Semi-Additive Metrics

Semi-additive metrics are those whose values can be summarized for some dimensions of a model, but not all. Ratios such as Average are also considered semi-additive metrics.

For example, suppose you have a column that tracks employee headcount. The headcount yesterday was 10 employees, today it is 11, so does this make the total for the month 21? Definitely not! This is an example of a semi-additive metric. While headcounts of two regions or two departments can be summed up, the changes across time for a single region or department should not be summed up. So, headcount is a semi-additive metric across time. In this example, we want to look at the last non-empty value we have in a given month to determine our total headcount.

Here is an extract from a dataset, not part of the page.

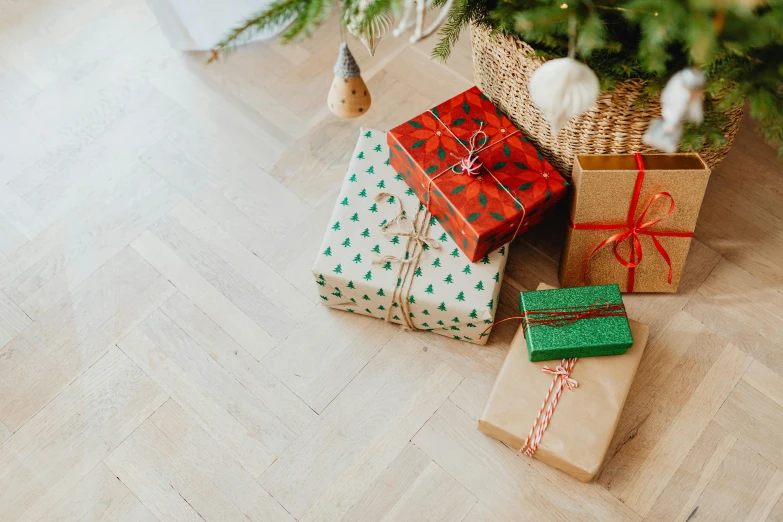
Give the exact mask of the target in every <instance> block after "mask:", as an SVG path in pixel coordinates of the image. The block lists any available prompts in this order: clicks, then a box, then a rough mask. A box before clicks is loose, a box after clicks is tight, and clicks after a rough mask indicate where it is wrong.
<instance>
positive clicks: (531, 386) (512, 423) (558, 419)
mask: <svg viewBox="0 0 783 522" xmlns="http://www.w3.org/2000/svg"><path fill="white" fill-rule="evenodd" d="M540 288H550V287H546V286H544V285H542V286H540V287H539V289H540ZM629 323H630V327H631V333H632V335H633V340H634V344H633V346H631V347H630V348H629V349H628V351H627V352H626V353H625V354H622V355H610V356H606V357H586V358H584V359H577V360H576V362H575V363H574V364H573V367H572V368H571V371H570V375H569V377H570V378H571V379H573V380H574V381H575V384H576V387H574V388H573V389H569V388H568V387H567V386H564V389H563V391H562V394H561V396H560V397H559V401H558V402H557V405H556V407H555V409H554V410H553V412H552V415H551V418H550V419H549V424H548V425H547V426H546V429H545V431H544V432H543V435H542V436H541V438H540V441H539V442H538V446H537V448H536V449H535V452H533V454H532V456H533V457H534V458H536V459H538V460H540V461H542V462H545V463H546V464H549V465H550V466H552V467H555V468H557V469H559V470H561V471H564V472H566V473H568V474H569V475H571V476H573V477H574V478H576V479H578V480H580V481H582V482H589V481H590V480H592V479H593V477H595V475H596V474H597V473H598V472H599V471H600V469H601V465H602V464H603V461H604V458H605V456H606V452H607V450H608V448H609V444H610V443H611V441H612V437H613V436H614V431H615V429H616V428H617V423H618V421H619V419H620V413H621V412H622V410H623V406H624V404H625V399H626V398H627V396H628V391H629V390H630V388H631V383H632V382H633V379H634V376H635V374H636V369H637V367H638V366H639V361H640V360H641V358H642V353H643V352H644V348H645V345H646V344H647V337H648V328H647V326H646V325H643V324H641V323H638V322H636V321H629ZM568 361H570V360H566V361H563V362H565V363H566V365H568ZM558 363H560V361H549V362H530V361H529V360H528V358H527V346H526V343H525V337H524V333H523V331H522V328H520V329H519V330H518V331H517V334H516V336H515V337H514V339H513V341H512V342H511V347H510V349H509V351H508V354H507V355H506V359H505V361H504V362H503V366H502V367H501V368H500V373H499V374H498V377H497V380H496V381H495V386H494V387H493V389H492V393H491V395H490V398H489V401H488V403H487V406H486V409H485V410H484V413H483V414H482V416H481V418H480V419H479V422H478V429H479V430H481V431H482V432H484V433H485V434H487V435H489V436H491V437H493V438H495V439H497V440H499V441H501V442H503V443H504V444H506V445H507V446H509V447H510V448H512V449H515V450H520V449H522V448H523V446H525V441H526V439H527V437H528V434H529V433H530V431H531V427H532V426H533V423H534V421H535V420H536V418H537V415H538V413H539V408H541V404H542V401H543V400H544V397H545V396H546V394H547V390H548V389H549V387H550V385H551V384H552V381H553V379H557V380H562V379H563V378H564V376H560V375H554V374H552V373H549V372H546V371H543V368H544V367H547V368H550V369H551V370H553V371H557V369H558ZM554 388H555V389H554V390H553V392H552V395H554V393H555V392H556V391H557V388H558V387H557V386H555V387H554ZM539 424H540V423H539ZM525 449H527V446H525Z"/></svg>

For this use case, you'd define the semi_additive property in the metric's SML, specifying the dimension over which the values should not be summarized (usually a date or time dimension). Instead, the query engine returns either the First Non-empty or Last Non-empty value in the result set when the results are sorted by time. For more information, see Add Semi-Additive Metrics.

Note: In Tableau, semi-additive metrics will appear as CNTD (Count Distinct) aggregations in the client application if the return value is an integer and AVG if the value is not an integer. However, the actual query will use whatever aggregate calculation you specified when the metric was defined in AtScale. This is because SQL clients do not understand the concept of semi-additive metrics, and this is how AtScale informs the client that the memetricasure is non-additive. Users should not change the aggregation function on the client-side in Tableau for these semi-additive metrics.

Limitations on Embedded Dimensions in Semi-Additive Metrics

For semi-additive metrics that contain embedded dimensions, the following restrictions apply to the non-additive component of first non-empty/last non-empty value metrics:

  • Only the leaf levels of the embedded dimension hierarchies can be referenced. Note that this does not restrict the ability to query at higher levels of the embedded dimension hierarchy.
  • Embedded dimensions cannot be referenced via many-to-many relationships.
  • Embedded dimensions cannot be referenced through a path that involves role-playing.